Celebramos el Día Internacional de la Agricultura en medio de una de las peores crisis de las que se tenga memoria. La pandemia ha creado y creará más pobreza, desigualdad y angustia social, pero no ha detenido la producción y el abastecimiento de alimentos.
Muchas de las naciones de América Latina y el Caribe han levantado en estos meses cosechas enteras que servirán para alimentar al mundo y hacer girar la rueda de una actividad imprescindible para la vida. Es claro que no es tiempo de complacencia y sí de insistir en que un sector que ofrece soluciones estructurales para los problemas más graves de la civilización humana debe estar en el tope de las prioridades de las agendas públicas.
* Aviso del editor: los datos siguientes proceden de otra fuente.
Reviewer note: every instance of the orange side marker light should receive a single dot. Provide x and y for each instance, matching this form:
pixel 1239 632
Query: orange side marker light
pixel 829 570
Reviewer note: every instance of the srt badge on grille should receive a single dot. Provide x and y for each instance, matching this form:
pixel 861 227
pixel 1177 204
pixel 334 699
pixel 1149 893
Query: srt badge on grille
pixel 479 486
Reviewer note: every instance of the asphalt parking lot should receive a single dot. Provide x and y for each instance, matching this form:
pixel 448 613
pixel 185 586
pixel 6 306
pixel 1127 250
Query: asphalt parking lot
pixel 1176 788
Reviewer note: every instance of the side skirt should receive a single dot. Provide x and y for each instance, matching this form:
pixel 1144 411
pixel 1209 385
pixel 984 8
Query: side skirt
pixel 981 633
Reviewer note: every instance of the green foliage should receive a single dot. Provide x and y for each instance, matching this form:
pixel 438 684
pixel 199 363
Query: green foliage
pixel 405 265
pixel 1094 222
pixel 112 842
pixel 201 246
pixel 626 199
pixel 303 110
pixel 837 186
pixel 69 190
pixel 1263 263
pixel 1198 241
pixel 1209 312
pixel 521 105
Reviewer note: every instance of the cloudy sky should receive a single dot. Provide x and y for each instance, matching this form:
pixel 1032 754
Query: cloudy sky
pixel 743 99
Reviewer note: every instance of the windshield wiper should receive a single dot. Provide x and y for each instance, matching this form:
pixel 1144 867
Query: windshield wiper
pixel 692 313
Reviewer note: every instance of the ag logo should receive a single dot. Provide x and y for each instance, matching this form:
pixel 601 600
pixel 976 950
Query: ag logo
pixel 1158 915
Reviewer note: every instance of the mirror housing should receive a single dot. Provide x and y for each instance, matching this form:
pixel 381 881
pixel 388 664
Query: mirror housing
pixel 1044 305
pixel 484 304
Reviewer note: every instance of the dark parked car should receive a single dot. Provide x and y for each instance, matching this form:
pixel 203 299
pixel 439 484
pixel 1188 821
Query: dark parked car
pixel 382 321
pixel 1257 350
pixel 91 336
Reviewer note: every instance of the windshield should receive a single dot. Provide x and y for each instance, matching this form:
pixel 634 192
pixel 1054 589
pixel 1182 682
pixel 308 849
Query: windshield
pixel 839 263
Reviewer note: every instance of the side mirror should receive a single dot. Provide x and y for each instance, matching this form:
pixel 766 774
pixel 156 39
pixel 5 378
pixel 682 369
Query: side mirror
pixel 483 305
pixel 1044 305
Pobreza, inequidad, desempleo, inseguridad alimentaria y nutricional, desestructuración familiar, migraciones masivas y desafíos ambientales: todos estos temas pueden tener un denominador común para resolver o mitigar. Ese denominador común es la agricultura, parte inseparable de las soluciones a una realidad inquietante.
Transformadora por su propia naturaleza, la agricultura es, junto con la educación, la alternativa más eficiente para atacar la pobreza estructural en las zonas rurales y, conectada a procesos productivos o a planes de desarrollo territorial plasmados por una cooperación técnica moderna, puede ser vislumbrada también como una eficiente política social.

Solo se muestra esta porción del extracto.